O benefício do medicamento faz o paciente conhecer a medicina, o efeito adverso faz conhecer o médico. Eficácia e segurança são objetivos essenciais da pesquisa de novos fármacos. Beneficência e não maleficência unem medicina, médico e paciente.
A habitual prescrição de fármacos pelo médico requer expor ao paciente benefícios necessitados e riscos de efeitos adversos. O aspecto qualitativo das adversidades é indiscutível. O dilema é acerca do aspecto quantitativo, a calibragem da abrangência e da profundidade da comunicação sobre danos em potencial, o rigor dos detalhamentos a serem passados para o paciente.
Costumam-se observar três tipos de efeitos adversos: a) não específicos, comuns a vários fármacos como epigastragia, cefaléia, tontura, sonolência, fadiga, insônia, mal-estar vago; b) específicos do fármaco; c) específicos do paciente.
Se por um lado, o respeito às informações é essencial para a autoavaliação do futuro usuário e o consentimento como primeiro passo para a adesão, por outro, a notícia pode induzir o paciente a ter as manifestações por obra de um efeito nocebo (efeito placebo negativo). Em outras palavras, comentar sobre efeitos adversos não é um fato neutro.
Aspectos a considerar na revelação ao paciente incluem a frequência de manifestação, a gravidade dos sintomas, o grau de interferência na qualidade de vida, a insegurança para o dia-a-dia.
Um antepassado do efeito adverso é a prescrição de dose tóxica como forma de comprovar a atuação do fármaco, como praticado no século XVIII por William Withering (1741-1799)- método de digitalização de Withering: “… administro de 1 a 3 graõs do pó de digitálico duas vezes ao dia para adultos… quando dado em doses muito altas e repetidas, provoca vômito, diarreia, tontura, visão turva de objetos que se tornam amarelados ou esverdeados… além disto, ocorre aumento da quantidade de urina e diminuição da frequência do pulso para 35/min, havendo casos de convulsão, síncope e morte… dado de maneira menos violenta, estes efeitos são atenuados…dêem o remédio até agir nos rins, no estômago, no pulso e no intestino, parem ao primeiro sinal de um destes efeitos…”.
Um prêmio do efeito adverso é sua ascensão a benefício. É o que aconteceu com o minoxidil, originalmente um hipotensor arterial que por causar hirsutismo passou a ser indicado para crescimento do cabelo e retardo da calvície; sildenafila lançado no mercado como hipotensor arterial e que paralelalmente apresentou efeitos úteis para a disfunção erétil; ácido acetil salicílico, um velho analgésico conhecido por Hipócrates (460-ac-370ac) na folha do salgueiro (família das Salicaceae) – recomendava às gestantes mastigarem no trabalho de parto- que no século XX se percebeu que interferia na função plaquetária e, assim, ampliou seus benefícios terapêuticos e preventivos para o sistema circulatório.
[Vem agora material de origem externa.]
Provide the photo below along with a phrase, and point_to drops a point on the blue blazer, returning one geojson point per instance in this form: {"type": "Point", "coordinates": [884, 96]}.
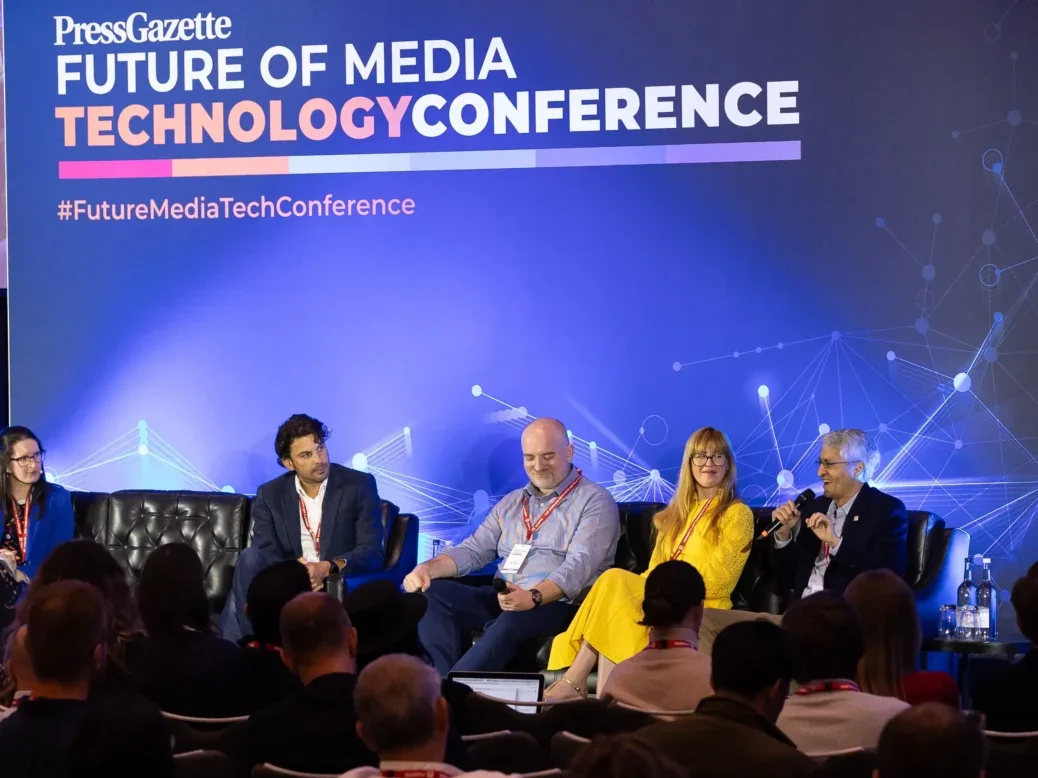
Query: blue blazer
{"type": "Point", "coordinates": [351, 520]}
{"type": "Point", "coordinates": [55, 526]}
Efeitos danosos de plantas observados fora da clínica foram transformados em benefício farmacológico, como aconteceu com o curare utilizado em flechas envenenadas por indígenas e com a varfarina que provocava hemorragia digestiva no gado pelo trevo doce da ração umedecido no armazenamento e que foi usada inicialmente como raticida (os ratos brigam, se arranham e morrem pelo sangramento facilitado pela varfarina).
Uma placa semeada com Staphylococcus que num primeiro momento parecia ter se tornado imprestável para o objetivo por conta de um bolor abriu as portas para a antibioticoterapia graças à perspicácia de Alexander Fleming (1881-1955).
The pharmacological basis of therapeutics: a textbook of pharmacology, toxicology and therapeutics for physicians and medical students (Goodman, Louis Sanford -1906-2000, Gilman, Alfred- 1908-1984, [1.ed. 1941]) teve uma influência capital no desenvolvimento da farmacologia e na formação do profissional da saúde em muitos países. Há uma curiosidade histórica: A editora Macmillan imprimiu três mil cópias da primeira edição com muito receio sobre as chances de venda e decidiu que recompensaria os autores com uma caixa de uísque escocês se o total fosse vendido em quatro anos. A edição esgotou-se em seis semanas e tiveram que imprimir rapidamente mais cópias. O potencial adverso não aconteceu, só o benefício! Tim tim!